The immediate intuitive question that arises from this discussion is why women do not leave abusive relationship.
Firstly, some cases show that, women may be under such an extent of suppression by their husbands or boyfriends, that it renders them unable to realize that they are being abused. In many cases continuing abuse leads to a decline in self-esteem and the misperception of reality by the abused women.
Studies have also indicated that abusive men tend to rigidly restrict their partners’ chances to interact with life outside the family and home. There are some examples from Turkey which demonstrate that women, who are obliged to get permission from their husbands to participate in the activities of public life, are more likely to experience abuse by their husbands. Similarly, in Egypt, it is shown that 90% of abused women need permission from their husbands to visit a doctor.
Who can help woman realize that they are caught in an abusive relationship?
In these circumstances, health care providers hold a unique position as they are often the first contact for abused women outside their homes, therefore they have a high potential to change these women’s attitudes towards abusive relationships. The denial of the reality of abuse, self-blame and the fear of being socially ostracized discourage women from reaching out for help. Studies by the WHO have shown that 20-70% of female victims of domestic abuse had never told another person about the suffering inflicted on them by their partners. It has been shown that a very low percentage of abused women contact the police. In some developing countries, such as Turkey, reporting to the police, often does not guarantee protection from a violent partner. It is common that the Police consider domestic violence as a “private” matter and advise women to resolve their problems within their family. Similarly, many women do not access the help of other official services such as women crisis centers, battered (abused) women shelters, or all-women police stations that are specifically intended for them, simply because they do not know about them.
All these factors often make health care providers the first contact available to women outside their homes.
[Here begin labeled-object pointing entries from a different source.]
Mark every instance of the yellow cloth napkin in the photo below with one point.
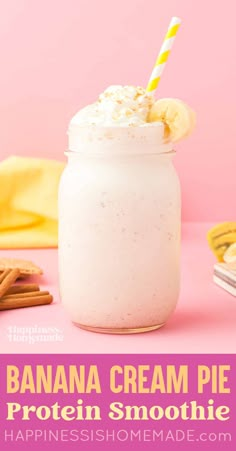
(28, 202)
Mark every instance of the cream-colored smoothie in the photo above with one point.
(119, 217)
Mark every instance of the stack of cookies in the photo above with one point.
(18, 295)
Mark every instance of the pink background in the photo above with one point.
(56, 56)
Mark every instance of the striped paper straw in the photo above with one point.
(163, 55)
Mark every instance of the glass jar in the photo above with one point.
(119, 229)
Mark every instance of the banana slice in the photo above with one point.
(221, 237)
(230, 254)
(178, 117)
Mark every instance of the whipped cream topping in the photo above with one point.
(117, 106)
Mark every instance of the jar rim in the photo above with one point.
(147, 139)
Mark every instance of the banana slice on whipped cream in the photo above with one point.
(177, 116)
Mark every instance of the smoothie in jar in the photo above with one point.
(119, 212)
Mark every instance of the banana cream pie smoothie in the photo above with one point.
(119, 212)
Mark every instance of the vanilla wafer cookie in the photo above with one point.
(26, 267)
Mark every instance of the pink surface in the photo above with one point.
(204, 321)
(56, 56)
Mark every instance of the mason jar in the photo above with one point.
(119, 229)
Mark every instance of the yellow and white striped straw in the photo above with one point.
(163, 55)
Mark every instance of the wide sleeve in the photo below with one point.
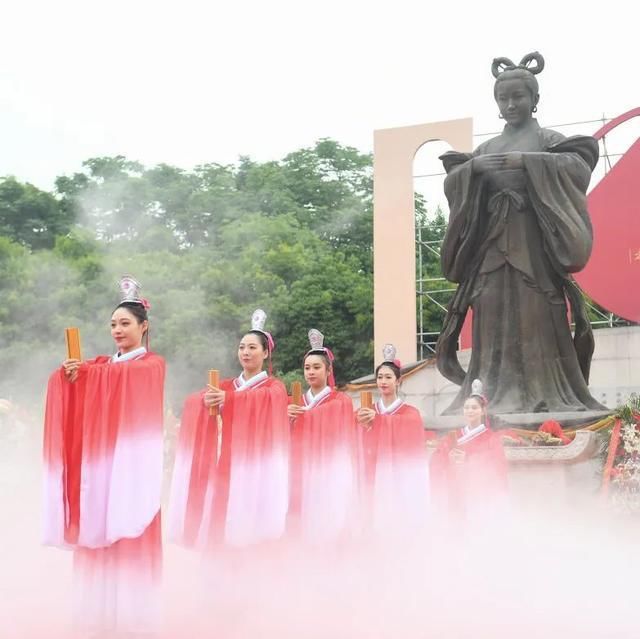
(557, 182)
(104, 451)
(463, 191)
(196, 456)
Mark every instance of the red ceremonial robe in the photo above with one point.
(323, 505)
(475, 489)
(396, 471)
(235, 493)
(103, 456)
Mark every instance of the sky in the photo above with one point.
(193, 82)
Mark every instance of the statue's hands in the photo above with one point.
(513, 160)
(488, 163)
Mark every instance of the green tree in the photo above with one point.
(30, 216)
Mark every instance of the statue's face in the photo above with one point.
(514, 101)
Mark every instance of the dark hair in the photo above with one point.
(262, 337)
(392, 366)
(136, 309)
(322, 354)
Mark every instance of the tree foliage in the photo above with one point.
(209, 246)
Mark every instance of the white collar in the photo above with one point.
(470, 433)
(392, 408)
(243, 384)
(311, 400)
(125, 357)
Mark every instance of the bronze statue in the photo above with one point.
(518, 228)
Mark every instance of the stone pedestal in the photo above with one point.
(554, 477)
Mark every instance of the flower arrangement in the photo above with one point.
(625, 474)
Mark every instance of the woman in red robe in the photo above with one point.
(471, 466)
(233, 489)
(103, 474)
(323, 454)
(395, 464)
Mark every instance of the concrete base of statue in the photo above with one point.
(545, 478)
(530, 421)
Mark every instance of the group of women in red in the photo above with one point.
(254, 469)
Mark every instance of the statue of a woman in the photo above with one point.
(518, 228)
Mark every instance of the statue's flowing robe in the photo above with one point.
(513, 240)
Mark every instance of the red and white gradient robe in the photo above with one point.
(235, 494)
(324, 489)
(475, 490)
(103, 456)
(395, 471)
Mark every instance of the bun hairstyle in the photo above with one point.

How doctors, nurses and other medical personnel respond to abused women in many cases determines whether a victim will change their attitude towards the appropriateness of abuse, or retreat into self-blame and inaction.
Do medical personnel usually screen for abuse?
According to WHO research from 2002, doctors and nurses rarely screened for domestic violence and therefore did not intervene with the aim to change women’s misperception of abuse. One study showed that despite the fact that 78% of domestic violence victims stated that they would prefer to be asked about violence as a part of a normal medical history review, this does not occur in most instances. Only 7% were ultimately asked, which indicates that it is hard for victims to initiate a conversation about the origin of health problems or wounds but they would share if they were asked directly. Furthermore, if health service providers do not try to identify domestic violence, the victim may think that her victimization is not an important issue.
What role can medical personnel play?
Physicians can help such patients in a number of ways; starting by creating a confidential and nonjudgmental environment, in which a victim feels they can disclose their circumstances and receive judgment-free feedback about the inappropriateness of abuse in a family. Even a short discussion with a doctor can help woman question their abusive partner’s behavior.
Medical personnel can also refer women to institutions designed to support them in cases of abuse. These may be women shelters, advocates, psychological counseling services or support groups. Health care providers must keep an up-to-date list of these support institutions. Interviews with abused women have shown that referral to further services, should be provided regardless of whether the women disclosed her experiences of abuse. It has been found, that some women prefer that such information is made available in the form of posters, brochures or other ways that allow women to avoid personal contact with the provider of the information, or even allow them to get the information secretly. Seeing information on a poster or in a brochure may encourage women to return to get it when she is ready to access help.
What has already been done?
Several studies have suggested that the failure to identify and react to abuse is due to a lack of medical personnel training. There is also evidence which shows that training targeted at primary care clinicians and administrative staff increases referrals to specialists. A group of developing countries, including Brazil, Malaysia, Mexico, Nicaragua, the Philippines and South Africa recognized these findings and therefore initiated health workers training to identify and respond to abuse.
Women should not be left alone to deal with an abusive partner. But when abuse occurs, in order for a woman to start to seek help she must be shown that there are ways to escape from, or deal with an abusive partner. Health care providers must be supported by the wider society in order to fulfill this role, as they are often the only ones in a position to provide help.